Des propos qui ne semblent pas contrarier outre mesure le président de l’USPO, Gilles Bonnefond. « Il nous faut trouver un accord entre médecins et pharmaciens et les mentions NS disparaîtront toutes seules des ordonnances, augure-t-il. Certes, il y aura peut-être encore des excès de certains médecins, mais ils seront minoritaires, comme il existe quelques pharmaciens non substitueurs. » En tout cas, la démarche anti-substitution du praticien alsacien n’est pas appréciée de tous ses confrères. En particulier du président du Conseil national de l’Ordre des médecins, le Dr Patrick Bouet : « L’Ordre n’accompagne pas ce type de choix, la liberté de prescription, c’est exprimer un choix raisonné. »

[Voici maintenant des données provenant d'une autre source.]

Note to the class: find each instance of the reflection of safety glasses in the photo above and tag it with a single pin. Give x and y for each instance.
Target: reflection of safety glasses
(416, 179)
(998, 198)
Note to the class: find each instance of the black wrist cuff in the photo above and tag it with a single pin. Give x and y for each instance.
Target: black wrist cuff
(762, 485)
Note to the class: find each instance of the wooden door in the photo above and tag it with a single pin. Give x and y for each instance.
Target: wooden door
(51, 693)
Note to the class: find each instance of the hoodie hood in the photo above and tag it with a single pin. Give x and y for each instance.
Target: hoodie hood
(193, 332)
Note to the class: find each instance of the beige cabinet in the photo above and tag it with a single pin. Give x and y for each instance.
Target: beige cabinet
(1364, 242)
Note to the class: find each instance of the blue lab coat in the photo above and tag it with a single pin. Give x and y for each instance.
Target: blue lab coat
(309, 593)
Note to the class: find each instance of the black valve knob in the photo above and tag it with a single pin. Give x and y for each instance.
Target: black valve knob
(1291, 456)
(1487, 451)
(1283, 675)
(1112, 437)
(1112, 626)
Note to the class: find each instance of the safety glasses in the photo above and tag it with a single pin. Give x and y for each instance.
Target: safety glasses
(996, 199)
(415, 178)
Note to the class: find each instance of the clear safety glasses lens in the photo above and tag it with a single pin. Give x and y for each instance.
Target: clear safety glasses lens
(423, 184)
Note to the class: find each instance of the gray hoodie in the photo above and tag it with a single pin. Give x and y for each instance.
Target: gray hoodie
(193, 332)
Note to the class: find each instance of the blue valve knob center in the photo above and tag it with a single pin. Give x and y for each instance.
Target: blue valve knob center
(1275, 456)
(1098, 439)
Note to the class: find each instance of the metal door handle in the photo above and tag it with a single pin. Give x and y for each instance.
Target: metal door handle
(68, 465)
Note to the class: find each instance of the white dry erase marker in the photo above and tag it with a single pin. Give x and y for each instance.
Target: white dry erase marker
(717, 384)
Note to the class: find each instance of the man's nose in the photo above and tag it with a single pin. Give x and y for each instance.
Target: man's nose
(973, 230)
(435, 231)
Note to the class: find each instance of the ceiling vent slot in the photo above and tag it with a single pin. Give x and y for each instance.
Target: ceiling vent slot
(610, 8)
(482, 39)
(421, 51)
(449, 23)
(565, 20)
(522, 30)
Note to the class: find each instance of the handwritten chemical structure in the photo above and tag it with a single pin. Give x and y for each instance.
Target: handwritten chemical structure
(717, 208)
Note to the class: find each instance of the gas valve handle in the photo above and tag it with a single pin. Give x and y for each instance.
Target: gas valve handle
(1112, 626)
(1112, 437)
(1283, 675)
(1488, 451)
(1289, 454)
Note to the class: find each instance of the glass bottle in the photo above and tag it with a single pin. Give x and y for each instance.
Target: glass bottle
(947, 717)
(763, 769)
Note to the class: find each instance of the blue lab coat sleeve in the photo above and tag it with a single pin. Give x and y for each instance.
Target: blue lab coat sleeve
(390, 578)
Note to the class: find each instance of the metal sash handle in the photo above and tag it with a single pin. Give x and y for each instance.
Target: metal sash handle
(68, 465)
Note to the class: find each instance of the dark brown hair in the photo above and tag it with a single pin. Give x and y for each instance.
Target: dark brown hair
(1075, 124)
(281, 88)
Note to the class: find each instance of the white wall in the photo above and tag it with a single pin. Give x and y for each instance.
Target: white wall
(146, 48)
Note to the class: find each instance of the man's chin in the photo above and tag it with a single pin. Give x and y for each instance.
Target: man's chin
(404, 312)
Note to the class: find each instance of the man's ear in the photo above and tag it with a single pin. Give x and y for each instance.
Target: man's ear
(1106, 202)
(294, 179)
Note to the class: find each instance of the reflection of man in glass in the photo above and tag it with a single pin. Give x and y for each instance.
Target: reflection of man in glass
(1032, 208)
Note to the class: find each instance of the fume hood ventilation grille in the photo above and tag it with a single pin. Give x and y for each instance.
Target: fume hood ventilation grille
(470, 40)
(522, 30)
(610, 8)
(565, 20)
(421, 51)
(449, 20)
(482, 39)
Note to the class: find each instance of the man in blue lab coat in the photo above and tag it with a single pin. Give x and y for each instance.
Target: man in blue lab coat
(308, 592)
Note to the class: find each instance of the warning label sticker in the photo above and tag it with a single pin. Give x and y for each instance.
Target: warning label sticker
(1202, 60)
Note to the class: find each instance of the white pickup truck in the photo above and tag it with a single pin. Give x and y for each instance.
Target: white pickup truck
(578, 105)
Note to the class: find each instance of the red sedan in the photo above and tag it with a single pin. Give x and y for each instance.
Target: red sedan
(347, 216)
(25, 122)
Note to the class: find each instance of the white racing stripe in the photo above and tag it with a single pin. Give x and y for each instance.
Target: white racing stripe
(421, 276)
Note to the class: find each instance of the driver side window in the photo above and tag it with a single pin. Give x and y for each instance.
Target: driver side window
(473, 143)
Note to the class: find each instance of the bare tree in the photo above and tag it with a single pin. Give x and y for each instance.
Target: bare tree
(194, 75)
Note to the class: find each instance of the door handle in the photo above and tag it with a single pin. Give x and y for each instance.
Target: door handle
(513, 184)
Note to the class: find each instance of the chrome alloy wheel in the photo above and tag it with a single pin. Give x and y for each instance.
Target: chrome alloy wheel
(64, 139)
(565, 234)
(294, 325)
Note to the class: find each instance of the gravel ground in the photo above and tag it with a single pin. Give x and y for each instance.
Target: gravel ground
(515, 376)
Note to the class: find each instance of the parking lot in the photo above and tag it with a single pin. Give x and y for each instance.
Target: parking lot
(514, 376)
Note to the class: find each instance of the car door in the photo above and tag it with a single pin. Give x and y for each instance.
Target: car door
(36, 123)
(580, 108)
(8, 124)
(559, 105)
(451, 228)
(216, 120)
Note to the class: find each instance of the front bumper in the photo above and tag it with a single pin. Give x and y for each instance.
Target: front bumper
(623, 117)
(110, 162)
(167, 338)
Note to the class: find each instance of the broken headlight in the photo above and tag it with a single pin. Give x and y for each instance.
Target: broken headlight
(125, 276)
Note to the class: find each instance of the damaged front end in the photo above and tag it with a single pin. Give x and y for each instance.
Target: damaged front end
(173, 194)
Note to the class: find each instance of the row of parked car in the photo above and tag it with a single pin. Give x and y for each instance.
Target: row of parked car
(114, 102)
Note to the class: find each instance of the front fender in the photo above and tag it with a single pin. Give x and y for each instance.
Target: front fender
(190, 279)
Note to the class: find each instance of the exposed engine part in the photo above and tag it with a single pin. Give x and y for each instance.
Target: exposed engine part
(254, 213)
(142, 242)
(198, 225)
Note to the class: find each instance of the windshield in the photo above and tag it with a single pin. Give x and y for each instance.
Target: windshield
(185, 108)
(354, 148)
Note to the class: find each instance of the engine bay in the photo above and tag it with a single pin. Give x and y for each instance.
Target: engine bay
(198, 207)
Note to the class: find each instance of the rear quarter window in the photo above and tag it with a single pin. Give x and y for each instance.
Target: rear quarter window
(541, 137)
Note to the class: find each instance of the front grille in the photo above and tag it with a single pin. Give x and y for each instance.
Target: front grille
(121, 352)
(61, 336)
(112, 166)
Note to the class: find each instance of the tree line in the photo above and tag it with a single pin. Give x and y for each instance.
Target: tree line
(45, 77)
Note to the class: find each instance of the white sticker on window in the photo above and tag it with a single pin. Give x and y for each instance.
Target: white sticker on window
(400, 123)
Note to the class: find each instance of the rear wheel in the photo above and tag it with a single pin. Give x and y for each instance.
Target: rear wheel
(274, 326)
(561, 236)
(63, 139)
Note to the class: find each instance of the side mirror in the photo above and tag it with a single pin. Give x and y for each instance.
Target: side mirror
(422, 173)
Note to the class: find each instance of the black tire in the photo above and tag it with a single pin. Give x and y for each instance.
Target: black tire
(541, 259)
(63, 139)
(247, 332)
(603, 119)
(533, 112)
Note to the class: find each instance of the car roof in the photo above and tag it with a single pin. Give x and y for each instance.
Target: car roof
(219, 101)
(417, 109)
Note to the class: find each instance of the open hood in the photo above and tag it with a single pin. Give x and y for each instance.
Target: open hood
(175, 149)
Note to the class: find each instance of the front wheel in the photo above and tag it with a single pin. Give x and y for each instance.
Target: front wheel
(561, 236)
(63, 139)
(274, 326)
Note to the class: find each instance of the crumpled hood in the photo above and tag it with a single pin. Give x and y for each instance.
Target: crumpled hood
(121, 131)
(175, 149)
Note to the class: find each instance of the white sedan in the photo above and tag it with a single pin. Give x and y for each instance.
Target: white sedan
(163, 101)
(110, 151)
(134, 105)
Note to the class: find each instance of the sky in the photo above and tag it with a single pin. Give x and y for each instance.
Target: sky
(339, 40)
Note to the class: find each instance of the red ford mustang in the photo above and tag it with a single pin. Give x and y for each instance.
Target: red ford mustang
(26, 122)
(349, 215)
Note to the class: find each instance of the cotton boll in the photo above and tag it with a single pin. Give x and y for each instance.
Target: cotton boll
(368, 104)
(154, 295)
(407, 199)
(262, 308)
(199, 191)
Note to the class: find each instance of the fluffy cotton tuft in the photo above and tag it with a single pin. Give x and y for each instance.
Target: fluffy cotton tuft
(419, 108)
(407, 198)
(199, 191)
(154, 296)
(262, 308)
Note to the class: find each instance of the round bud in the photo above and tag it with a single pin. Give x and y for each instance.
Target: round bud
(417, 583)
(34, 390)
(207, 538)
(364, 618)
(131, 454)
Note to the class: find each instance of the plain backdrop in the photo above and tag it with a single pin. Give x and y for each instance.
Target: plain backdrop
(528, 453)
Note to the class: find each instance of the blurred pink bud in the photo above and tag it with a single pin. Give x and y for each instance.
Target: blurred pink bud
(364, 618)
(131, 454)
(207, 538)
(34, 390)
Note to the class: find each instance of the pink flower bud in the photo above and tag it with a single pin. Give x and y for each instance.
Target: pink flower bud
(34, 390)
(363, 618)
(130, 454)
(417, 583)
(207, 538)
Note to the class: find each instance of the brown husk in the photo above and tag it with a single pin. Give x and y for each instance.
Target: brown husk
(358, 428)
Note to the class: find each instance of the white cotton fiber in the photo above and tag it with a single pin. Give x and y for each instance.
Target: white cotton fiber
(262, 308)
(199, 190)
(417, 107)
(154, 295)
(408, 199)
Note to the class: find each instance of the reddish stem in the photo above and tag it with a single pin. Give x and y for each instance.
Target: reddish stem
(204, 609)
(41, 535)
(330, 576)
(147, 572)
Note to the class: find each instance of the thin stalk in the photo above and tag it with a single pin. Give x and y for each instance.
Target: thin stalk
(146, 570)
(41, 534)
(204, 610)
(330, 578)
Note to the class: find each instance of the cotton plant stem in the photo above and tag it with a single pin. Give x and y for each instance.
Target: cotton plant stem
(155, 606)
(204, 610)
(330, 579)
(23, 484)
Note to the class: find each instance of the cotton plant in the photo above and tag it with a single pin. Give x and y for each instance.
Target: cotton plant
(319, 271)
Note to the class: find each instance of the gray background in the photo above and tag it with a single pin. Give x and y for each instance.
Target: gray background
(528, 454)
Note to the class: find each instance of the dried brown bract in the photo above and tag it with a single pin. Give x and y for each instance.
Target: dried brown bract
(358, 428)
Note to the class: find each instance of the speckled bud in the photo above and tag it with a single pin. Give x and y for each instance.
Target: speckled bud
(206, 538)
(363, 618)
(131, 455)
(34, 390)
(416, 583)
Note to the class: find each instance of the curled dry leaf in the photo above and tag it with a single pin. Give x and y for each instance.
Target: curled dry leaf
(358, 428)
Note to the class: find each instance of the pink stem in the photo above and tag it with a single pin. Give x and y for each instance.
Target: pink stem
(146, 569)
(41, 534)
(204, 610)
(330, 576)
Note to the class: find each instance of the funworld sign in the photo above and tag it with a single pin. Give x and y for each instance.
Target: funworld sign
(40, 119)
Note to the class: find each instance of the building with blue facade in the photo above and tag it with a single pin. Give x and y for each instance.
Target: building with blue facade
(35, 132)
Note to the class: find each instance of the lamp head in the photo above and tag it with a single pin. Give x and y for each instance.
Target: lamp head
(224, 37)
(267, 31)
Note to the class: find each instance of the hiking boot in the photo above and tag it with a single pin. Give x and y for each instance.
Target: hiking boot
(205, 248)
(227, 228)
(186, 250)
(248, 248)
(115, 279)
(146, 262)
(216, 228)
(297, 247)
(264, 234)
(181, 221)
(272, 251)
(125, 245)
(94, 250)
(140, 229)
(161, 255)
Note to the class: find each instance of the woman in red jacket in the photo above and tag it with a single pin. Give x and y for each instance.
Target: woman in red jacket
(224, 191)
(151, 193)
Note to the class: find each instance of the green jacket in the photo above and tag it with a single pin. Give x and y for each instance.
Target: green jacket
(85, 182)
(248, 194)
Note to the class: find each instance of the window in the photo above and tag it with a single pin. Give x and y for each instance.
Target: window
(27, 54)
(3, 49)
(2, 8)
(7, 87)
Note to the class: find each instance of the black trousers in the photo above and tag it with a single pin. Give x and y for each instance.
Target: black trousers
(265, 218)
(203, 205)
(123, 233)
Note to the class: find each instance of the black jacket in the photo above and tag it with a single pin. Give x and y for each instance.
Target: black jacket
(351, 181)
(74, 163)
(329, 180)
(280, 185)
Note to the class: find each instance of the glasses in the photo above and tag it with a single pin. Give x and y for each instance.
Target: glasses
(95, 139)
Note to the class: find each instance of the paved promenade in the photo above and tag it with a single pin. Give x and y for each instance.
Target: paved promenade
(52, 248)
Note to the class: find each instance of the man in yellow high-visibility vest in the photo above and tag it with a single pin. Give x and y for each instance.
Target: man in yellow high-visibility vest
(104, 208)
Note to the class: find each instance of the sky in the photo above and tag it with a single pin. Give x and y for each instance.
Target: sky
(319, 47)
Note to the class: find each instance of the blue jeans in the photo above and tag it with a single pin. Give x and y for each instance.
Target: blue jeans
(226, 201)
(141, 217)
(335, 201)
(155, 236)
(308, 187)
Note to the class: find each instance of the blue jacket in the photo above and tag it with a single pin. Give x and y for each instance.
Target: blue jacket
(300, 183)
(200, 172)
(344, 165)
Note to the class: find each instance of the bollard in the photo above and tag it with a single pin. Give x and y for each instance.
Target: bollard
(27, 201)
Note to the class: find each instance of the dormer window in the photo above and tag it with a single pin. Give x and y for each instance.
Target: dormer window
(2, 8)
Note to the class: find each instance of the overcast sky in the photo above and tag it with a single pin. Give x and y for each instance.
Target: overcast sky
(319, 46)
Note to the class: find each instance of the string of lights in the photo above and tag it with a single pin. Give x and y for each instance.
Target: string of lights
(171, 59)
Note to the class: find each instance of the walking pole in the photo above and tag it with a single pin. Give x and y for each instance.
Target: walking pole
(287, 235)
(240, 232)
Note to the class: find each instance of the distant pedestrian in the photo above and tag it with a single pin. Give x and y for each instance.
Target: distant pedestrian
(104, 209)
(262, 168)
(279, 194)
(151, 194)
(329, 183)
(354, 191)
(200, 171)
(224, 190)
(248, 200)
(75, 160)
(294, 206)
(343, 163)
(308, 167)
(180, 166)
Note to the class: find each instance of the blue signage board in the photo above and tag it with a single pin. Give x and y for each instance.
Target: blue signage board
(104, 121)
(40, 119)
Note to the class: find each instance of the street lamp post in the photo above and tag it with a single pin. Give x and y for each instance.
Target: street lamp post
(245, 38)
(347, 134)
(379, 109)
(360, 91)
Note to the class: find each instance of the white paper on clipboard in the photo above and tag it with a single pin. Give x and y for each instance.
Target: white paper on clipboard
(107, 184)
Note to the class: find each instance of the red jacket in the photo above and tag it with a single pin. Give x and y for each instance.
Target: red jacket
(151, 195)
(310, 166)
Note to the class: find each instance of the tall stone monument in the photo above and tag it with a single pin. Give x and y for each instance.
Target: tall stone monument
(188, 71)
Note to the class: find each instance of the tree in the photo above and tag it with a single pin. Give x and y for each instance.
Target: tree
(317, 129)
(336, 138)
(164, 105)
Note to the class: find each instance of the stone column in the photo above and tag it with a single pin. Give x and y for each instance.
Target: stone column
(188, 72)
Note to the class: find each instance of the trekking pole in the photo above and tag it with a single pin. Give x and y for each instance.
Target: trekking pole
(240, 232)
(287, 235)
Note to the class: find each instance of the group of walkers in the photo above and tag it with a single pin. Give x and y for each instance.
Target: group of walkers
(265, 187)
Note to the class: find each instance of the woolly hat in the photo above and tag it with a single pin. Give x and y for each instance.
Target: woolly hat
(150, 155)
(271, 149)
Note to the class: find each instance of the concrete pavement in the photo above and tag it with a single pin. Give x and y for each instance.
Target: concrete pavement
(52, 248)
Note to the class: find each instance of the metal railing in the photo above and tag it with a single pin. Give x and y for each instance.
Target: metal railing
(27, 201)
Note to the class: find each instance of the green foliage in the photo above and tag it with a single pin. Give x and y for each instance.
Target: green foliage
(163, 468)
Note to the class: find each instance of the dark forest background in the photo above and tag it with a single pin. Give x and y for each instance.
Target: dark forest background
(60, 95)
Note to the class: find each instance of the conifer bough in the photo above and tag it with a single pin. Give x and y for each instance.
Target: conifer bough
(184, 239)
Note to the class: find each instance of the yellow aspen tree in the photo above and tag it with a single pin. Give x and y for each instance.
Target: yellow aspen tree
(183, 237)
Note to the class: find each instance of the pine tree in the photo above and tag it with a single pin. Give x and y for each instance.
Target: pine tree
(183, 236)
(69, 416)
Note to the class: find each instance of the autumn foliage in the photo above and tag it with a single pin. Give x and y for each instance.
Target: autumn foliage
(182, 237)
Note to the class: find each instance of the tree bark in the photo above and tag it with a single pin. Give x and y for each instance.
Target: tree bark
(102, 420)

Pour le président de la FSPF, Philippe Gaertner, le recours au « non substituable » n’est fort heureusement pas une pratique systématique chez les prescripteurs, mais est un véritable souci pour les officines qui se trouvent à proximité de praticiens qui l’utilisent de façon abusive. Elle serait même, selon lui, la raison principale du faible taux de substitution rencontré dans certains départements, comme l’Alsace. Aussi considère-t-il que l’action envisagée par la CNAM représente une démarche d’équité entre les pharmaciens. « Aujourd’hui, explique-t-il, l’économie portée par le générique est un élément indispensable à l’équilibre de nos entreprises. Quand quelqu’un ne peut pas bénéficier de cette économie spécifique, il est pénalisé de façon injuste par une démarche qui n’a aucune logique de santé publique. Il prend de plein fouet les baisses de prix, sans bénéficier d’éléments compensateurs. »
Sur le terrain, les confrères ont conscience que l’opération de la CNAM pourrait leur permettre de respecter leurs objectifs. « Si j’enlève les ordonnances portant la mention NS, d’un taux de 92 % actuellement, je passerais à plus de 99 %, mais à force de ménager les prescripteurs et les patients récalcitrants, on se retrouve dos au mur en laissant planer un doute sur le générique », déplore ainsi une titulaire, Caroline, sur le site Internet du « Quotidien »*. Avis partagé par un autre internaute : « Mon taux générique est de 85 % et, une fois les mentions NS écartées, ce chiffre monte à 98 % (selon la CPAM). Mais on constate une forte pression des patients sur leur médecin pour le NS. » Quoi qu’il en soit, non seulement facteur d’équilibre pour l’économie des officines, la lutte contre l’abus de NS est aussi un moyen d’améliorer les comptes publics. En effet, le coût de cette pratique est évalué à 110 millions d’euros par an.